Cette table ronde s’inscrit dans la continuité de l’engagement de Lexmark à éduquer ses clients aux enjeux du développement durable, et à les convertir à adopter des bonnes pratiques d’impression en « imprimant moins, et gagnant plus ».
La compréhension des habitudes d’impression permet à Lexmark de sensibiliser les entreprises aux problématiques liées à l’impression en offrant une méthodologie, une approche en 4 étapes, basée sur des solutions liées à la gestion des documents, des services et des opérations, générant une amélioration de la productivité de l'entreprise, ainsi qu’une sécurisation des environnements d’impression.

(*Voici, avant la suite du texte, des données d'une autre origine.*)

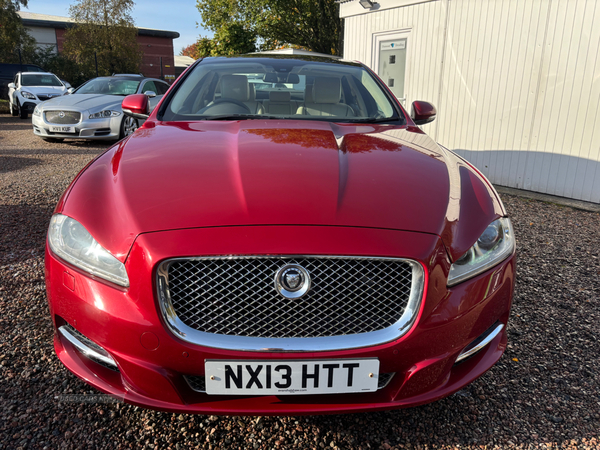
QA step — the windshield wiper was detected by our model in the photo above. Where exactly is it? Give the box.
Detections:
[201,114,281,120]
[348,117,404,123]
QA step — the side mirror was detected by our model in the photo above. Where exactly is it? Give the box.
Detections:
[410,100,437,125]
[121,94,150,120]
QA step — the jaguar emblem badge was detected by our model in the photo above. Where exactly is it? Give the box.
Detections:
[285,273,301,289]
[275,264,311,298]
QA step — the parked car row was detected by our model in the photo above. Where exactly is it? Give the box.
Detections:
[8,72,71,119]
[8,72,169,141]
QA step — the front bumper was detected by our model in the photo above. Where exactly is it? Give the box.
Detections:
[31,110,123,141]
[46,226,515,415]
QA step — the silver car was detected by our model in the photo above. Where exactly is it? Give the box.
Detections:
[31,75,169,141]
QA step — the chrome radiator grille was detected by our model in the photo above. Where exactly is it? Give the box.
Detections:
[44,111,81,125]
[159,256,413,338]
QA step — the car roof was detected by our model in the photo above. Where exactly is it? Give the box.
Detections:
[19,72,58,78]
[202,53,364,67]
[92,75,166,83]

Le débat mené lors de cette table ronde « La réduction de CO2 : une stratégie gagnante face à la crise ? » a suscité de nombreuses questions et interventions de la part d’une assistance marquée par la forte présence de directions du développement durable de grandes entreprises françaises ou d’administrations publiques.
Il en est ressorti que, dans un avenir proche, la réussite économique appartiendrait à ceux qui auront su intégrer la réduction de CO2 au sein de leur stratégie d’entreprise.